Department of Hepatobiliary Surgery, The First Affiliated Hospital of Chongqing Medical University, Chongqing, PR China.
Key Laboratory of Molecular Biology for Infectious Diseases (Ministry of Education), Institute for Viral Hepatitis, Department of Infectious Diseases, The Second Affiliated Hospital of Chongqing Medical University, Chongqing, PR China.
Int J Med Inform. 2019 Apr;124:6-12. doi: 10.1016/j.ijmedinf.2019.01.004. Epub 2019 Jan 7.
To develop a natural language processing (NLP)-based algorithm for extracting clinically useful information for patients with hepatocellular carcinoma (HCC) from Chinese electronic medical records (EMRs) and use these data for the assessment of HCC staging.
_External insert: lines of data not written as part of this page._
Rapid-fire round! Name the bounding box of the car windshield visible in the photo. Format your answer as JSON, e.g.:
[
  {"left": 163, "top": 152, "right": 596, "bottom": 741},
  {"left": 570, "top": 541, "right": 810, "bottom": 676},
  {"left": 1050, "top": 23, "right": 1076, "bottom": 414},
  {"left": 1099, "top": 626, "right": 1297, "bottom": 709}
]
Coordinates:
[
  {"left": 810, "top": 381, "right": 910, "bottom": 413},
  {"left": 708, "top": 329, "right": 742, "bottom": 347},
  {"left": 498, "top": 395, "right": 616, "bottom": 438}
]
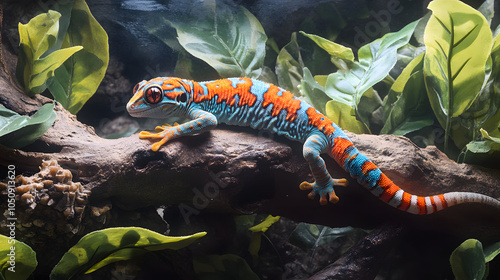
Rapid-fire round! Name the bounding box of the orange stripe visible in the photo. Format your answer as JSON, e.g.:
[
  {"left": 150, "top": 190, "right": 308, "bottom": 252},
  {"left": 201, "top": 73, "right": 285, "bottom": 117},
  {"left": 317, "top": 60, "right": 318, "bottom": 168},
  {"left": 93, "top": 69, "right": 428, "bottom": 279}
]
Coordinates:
[
  {"left": 417, "top": 196, "right": 427, "bottom": 215},
  {"left": 438, "top": 194, "right": 448, "bottom": 209},
  {"left": 306, "top": 107, "right": 335, "bottom": 135},
  {"left": 332, "top": 137, "right": 353, "bottom": 167},
  {"left": 361, "top": 161, "right": 378, "bottom": 175},
  {"left": 262, "top": 84, "right": 300, "bottom": 122},
  {"left": 377, "top": 173, "right": 400, "bottom": 202}
]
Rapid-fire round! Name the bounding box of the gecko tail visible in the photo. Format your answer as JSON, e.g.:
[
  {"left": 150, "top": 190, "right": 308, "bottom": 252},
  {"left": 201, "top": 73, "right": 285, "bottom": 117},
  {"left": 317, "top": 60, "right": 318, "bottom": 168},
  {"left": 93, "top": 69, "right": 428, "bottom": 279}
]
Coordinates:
[{"left": 330, "top": 136, "right": 500, "bottom": 215}]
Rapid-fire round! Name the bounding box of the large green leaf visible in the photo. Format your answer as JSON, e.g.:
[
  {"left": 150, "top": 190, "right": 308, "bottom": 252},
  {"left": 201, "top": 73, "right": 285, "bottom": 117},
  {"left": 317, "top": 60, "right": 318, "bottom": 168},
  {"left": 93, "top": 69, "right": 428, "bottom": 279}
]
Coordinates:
[
  {"left": 276, "top": 32, "right": 304, "bottom": 96},
  {"left": 325, "top": 100, "right": 370, "bottom": 134},
  {"left": 50, "top": 227, "right": 206, "bottom": 280},
  {"left": 0, "top": 103, "right": 57, "bottom": 148},
  {"left": 424, "top": 0, "right": 492, "bottom": 123},
  {"left": 325, "top": 21, "right": 418, "bottom": 131},
  {"left": 380, "top": 54, "right": 434, "bottom": 135},
  {"left": 16, "top": 10, "right": 82, "bottom": 95},
  {"left": 450, "top": 239, "right": 486, "bottom": 280},
  {"left": 300, "top": 67, "right": 331, "bottom": 114},
  {"left": 174, "top": 2, "right": 267, "bottom": 78},
  {"left": 0, "top": 235, "right": 38, "bottom": 280},
  {"left": 300, "top": 31, "right": 354, "bottom": 69},
  {"left": 49, "top": 0, "right": 109, "bottom": 114}
]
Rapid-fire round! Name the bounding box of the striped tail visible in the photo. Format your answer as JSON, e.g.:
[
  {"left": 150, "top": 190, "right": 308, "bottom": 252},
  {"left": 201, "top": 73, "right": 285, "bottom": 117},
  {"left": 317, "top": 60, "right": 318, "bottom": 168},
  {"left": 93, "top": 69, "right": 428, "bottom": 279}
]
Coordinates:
[{"left": 330, "top": 136, "right": 500, "bottom": 215}]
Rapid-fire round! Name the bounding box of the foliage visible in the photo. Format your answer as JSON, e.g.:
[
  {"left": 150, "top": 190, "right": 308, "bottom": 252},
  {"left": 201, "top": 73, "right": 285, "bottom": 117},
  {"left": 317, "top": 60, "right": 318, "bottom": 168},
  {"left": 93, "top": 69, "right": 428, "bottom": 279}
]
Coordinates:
[
  {"left": 450, "top": 239, "right": 500, "bottom": 280},
  {"left": 16, "top": 0, "right": 109, "bottom": 114},
  {"left": 424, "top": 0, "right": 492, "bottom": 153},
  {"left": 0, "top": 234, "right": 38, "bottom": 280},
  {"left": 146, "top": 0, "right": 500, "bottom": 164},
  {"left": 0, "top": 103, "right": 57, "bottom": 148},
  {"left": 193, "top": 254, "right": 259, "bottom": 280},
  {"left": 50, "top": 227, "right": 206, "bottom": 279}
]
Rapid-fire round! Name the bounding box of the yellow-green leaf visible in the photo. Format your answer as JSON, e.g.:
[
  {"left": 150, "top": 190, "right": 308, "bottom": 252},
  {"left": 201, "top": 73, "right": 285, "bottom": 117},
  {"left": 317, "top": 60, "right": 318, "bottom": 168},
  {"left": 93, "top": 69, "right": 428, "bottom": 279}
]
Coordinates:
[
  {"left": 0, "top": 235, "right": 38, "bottom": 280},
  {"left": 50, "top": 227, "right": 206, "bottom": 280},
  {"left": 49, "top": 0, "right": 109, "bottom": 114},
  {"left": 326, "top": 100, "right": 370, "bottom": 134},
  {"left": 300, "top": 31, "right": 354, "bottom": 61},
  {"left": 249, "top": 215, "right": 280, "bottom": 232}
]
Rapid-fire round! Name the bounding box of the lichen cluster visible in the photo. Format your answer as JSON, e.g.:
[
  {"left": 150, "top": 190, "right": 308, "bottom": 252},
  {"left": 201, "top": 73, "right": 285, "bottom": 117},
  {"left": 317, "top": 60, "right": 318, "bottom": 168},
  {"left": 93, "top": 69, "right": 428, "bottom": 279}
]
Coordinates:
[{"left": 0, "top": 160, "right": 90, "bottom": 241}]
Clinical documents, including operation notes, radiology and pathology reports, of 92 HCC patients were collected from Chinese EMRs. We randomly grouped these patients into training (n = 60) and testing (n = 32) datasets. Rule-based and hybrid methods for extracting information were developed using the training set of manually-annotated operation notes. The method with better performance was used to process other documents. The performance of the algorithm was assessed via calculating the precision, recall and F-score for exact-boundary and partial-boundary matching strategies. The utility of clinically useful information for the HCC staging was assessed in comparison with that manually reviewed.
For operation notes, the rule-based and hybrid methods had a precision, recall and F-score ≥80% when the exact-boundary and partial-boundary matching strategies were applied to the testing dataset. By using the rule-based method (which has better performance than the hybrid method), three other types of documents also obtained good performance. When the extracted clinically useful information was applied for the HCC staging, the concordance rate with the manual review was 75%.
A NLP system was developed for clinical information extraction and HCC staging based on EMRs, and the results indicate that Chinese NLP has potential utility in clinical research.
开发一种基于自然语言处理(NLP)的算法,从中文电子病历(EMR)中提取肝细胞癌(HCC)患者的临床有用信息,并利用这些数据评估 HCC 分期。
从中国 EMR 中收集了 92 例 HCC 患者的临床文档,包括手术记录、影像学和病理学报告。我们将这些患者随机分为训练集(n=60)和测试集(n=32)。使用训练集中手动标注的手术记录开发了基于规则和混合方法来提取信息。使用性能更好的方法来处理其他文档。通过计算精确边界和部分边界匹配策略的精度、召回率和 F 分数来评估算法的性能。将临床有用信息用于 HCC 分期的效用与手动审查进行了比较。
对于手术记录,当在测试数据集上应用精确边界和部分边界匹配策略时,基于规则和混合方法的精度、召回率和 F 分数均≥80%。通过使用基于规则的方法(性能优于混合方法),还可以从其他三种类型的文档中获得良好的性能。当应用提取的临床有用信息进行 HCC 分期时,与手动审查的一致性率为 75%。
开发了一种基于 EMR 的临床信息提取和 HCC 分期的 NLP 系统,结果表明中文 NLP 在临床研究中有潜在的应用价值。